Show HN: Interactive Abstract Syntax Tree Demonstration - azeirah
https://martijnbrekelmans.com/gifs/constructor-ast.mp4
======
azeirah
# ... Interactive Abstract Syntax Trees? What?!

As you may or may not know, compilers and interpreters "read" source-code by
first turning it into a data-structure called an "Abstract Syntax Tree".

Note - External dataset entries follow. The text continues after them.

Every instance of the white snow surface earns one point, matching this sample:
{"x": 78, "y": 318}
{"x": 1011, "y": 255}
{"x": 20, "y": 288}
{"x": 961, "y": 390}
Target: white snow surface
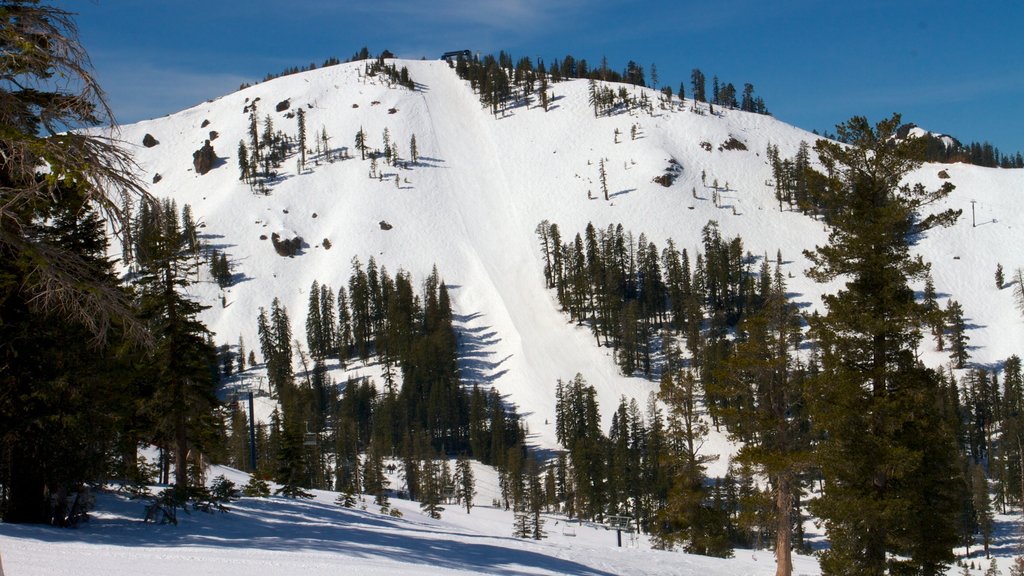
{"x": 482, "y": 184}
{"x": 470, "y": 206}
{"x": 283, "y": 537}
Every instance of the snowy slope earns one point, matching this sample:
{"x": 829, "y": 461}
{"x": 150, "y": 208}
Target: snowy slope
{"x": 282, "y": 537}
{"x": 472, "y": 204}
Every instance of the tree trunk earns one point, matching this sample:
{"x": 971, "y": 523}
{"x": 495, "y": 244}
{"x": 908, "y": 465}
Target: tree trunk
{"x": 783, "y": 525}
{"x": 27, "y": 499}
{"x": 180, "y": 452}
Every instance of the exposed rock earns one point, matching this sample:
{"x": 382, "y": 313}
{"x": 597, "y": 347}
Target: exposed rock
{"x": 732, "y": 144}
{"x": 671, "y": 173}
{"x": 203, "y": 159}
{"x": 286, "y": 246}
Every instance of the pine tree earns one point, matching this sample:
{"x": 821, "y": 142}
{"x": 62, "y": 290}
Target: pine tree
{"x": 185, "y": 399}
{"x": 360, "y": 144}
{"x": 983, "y": 506}
{"x": 244, "y": 165}
{"x": 888, "y": 458}
{"x": 957, "y": 334}
{"x": 465, "y": 483}
{"x": 766, "y": 407}
{"x": 688, "y": 516}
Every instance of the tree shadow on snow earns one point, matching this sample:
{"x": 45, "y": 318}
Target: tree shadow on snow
{"x": 290, "y": 526}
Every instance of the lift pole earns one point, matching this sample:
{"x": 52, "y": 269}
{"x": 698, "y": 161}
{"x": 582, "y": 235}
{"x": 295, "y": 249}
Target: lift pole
{"x": 252, "y": 435}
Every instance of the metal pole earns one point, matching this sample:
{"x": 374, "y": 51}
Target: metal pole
{"x": 252, "y": 436}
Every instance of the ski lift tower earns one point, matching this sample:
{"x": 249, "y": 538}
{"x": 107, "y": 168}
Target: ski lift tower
{"x": 248, "y": 388}
{"x": 620, "y": 524}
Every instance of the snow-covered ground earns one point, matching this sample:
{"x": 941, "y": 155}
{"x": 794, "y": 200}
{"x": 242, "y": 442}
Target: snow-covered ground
{"x": 482, "y": 184}
{"x": 470, "y": 206}
{"x": 282, "y": 537}
{"x": 279, "y": 537}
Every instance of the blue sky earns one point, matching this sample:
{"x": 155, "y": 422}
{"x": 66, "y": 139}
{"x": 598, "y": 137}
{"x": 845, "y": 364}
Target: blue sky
{"x": 953, "y": 67}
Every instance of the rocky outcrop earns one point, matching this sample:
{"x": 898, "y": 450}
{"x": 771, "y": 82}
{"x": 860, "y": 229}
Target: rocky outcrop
{"x": 203, "y": 159}
{"x": 286, "y": 246}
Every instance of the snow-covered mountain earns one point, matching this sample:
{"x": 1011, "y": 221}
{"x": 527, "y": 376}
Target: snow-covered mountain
{"x": 470, "y": 206}
{"x": 473, "y": 201}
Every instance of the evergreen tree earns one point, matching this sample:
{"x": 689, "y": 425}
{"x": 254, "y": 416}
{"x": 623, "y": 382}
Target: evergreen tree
{"x": 688, "y": 516}
{"x": 957, "y": 334}
{"x": 766, "y": 407}
{"x": 184, "y": 397}
{"x": 982, "y": 506}
{"x": 465, "y": 483}
{"x": 887, "y": 457}
{"x": 50, "y": 287}
{"x": 697, "y": 81}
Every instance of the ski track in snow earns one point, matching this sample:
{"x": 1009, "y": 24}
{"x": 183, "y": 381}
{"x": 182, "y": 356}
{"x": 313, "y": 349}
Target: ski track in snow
{"x": 471, "y": 206}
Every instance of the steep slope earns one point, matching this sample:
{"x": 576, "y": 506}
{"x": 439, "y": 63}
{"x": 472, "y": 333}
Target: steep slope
{"x": 472, "y": 204}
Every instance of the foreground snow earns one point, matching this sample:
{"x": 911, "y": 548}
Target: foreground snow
{"x": 278, "y": 536}
{"x": 482, "y": 184}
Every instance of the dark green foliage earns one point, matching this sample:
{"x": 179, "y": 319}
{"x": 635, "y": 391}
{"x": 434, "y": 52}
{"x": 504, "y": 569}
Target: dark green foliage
{"x": 220, "y": 269}
{"x": 691, "y": 516}
{"x": 256, "y": 488}
{"x": 957, "y": 334}
{"x": 179, "y": 366}
{"x": 502, "y": 85}
{"x": 891, "y": 483}
{"x": 465, "y": 484}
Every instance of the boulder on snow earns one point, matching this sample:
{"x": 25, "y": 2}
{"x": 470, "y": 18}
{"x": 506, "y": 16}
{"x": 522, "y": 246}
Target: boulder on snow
{"x": 732, "y": 144}
{"x": 286, "y": 246}
{"x": 203, "y": 159}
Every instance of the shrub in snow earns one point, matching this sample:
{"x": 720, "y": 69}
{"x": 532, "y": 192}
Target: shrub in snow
{"x": 256, "y": 488}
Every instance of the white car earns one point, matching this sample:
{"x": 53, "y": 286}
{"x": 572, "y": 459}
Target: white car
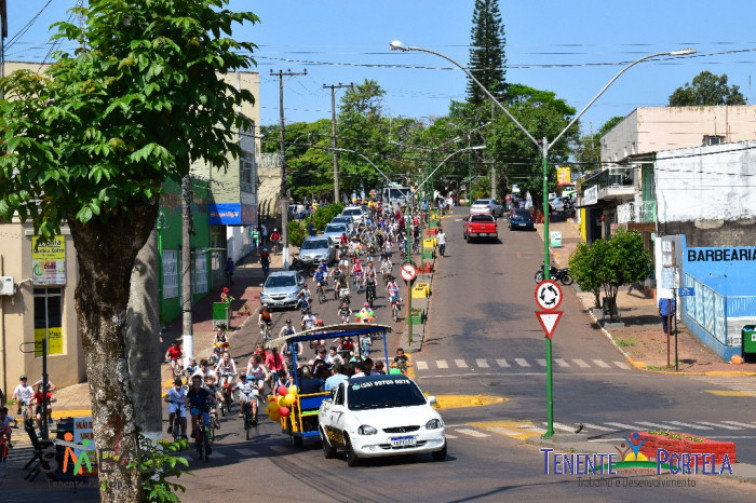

## What am I looking at then?

I made a plugin for Sublime Text that renders this tree as a, real,
interactive, well... tree! You can use the mouse to zoom in and out, pan the
tree around, rotate the branches, and double click to use the selected branch
as the new root for the tree.

The video is a short demonstration of this plugin, and shows a short
interaction with the tree (with some tree-dancing halfway through!)

## Oh-my-god, why?!

Good question!

I'm still thinking about how I want to extend this concept to make it useful;
ie, as an interactive map of your programs, similar to the "minimap" concept
of Sublime Text, except 2d, and enriched with more information and data about
your program.

Right now, it's just a proof-of-concept, and it looks pretty cool already! So
I thought I'd share it here.

## Future

The somewhat longer-term goal is to extend this interactive vizualisation
concept with recorded data about your project

I'm already working on tools that capture runtime information, ie, I wrote a
tool that stores parsed PHP profile and trace files in a local sqlite db.

With recorded runtime data, it will become feasible to enrich the
visualisation : "15 exceptions happened at this branch", "this branch is very
slow", "this branch never got executed in the past month".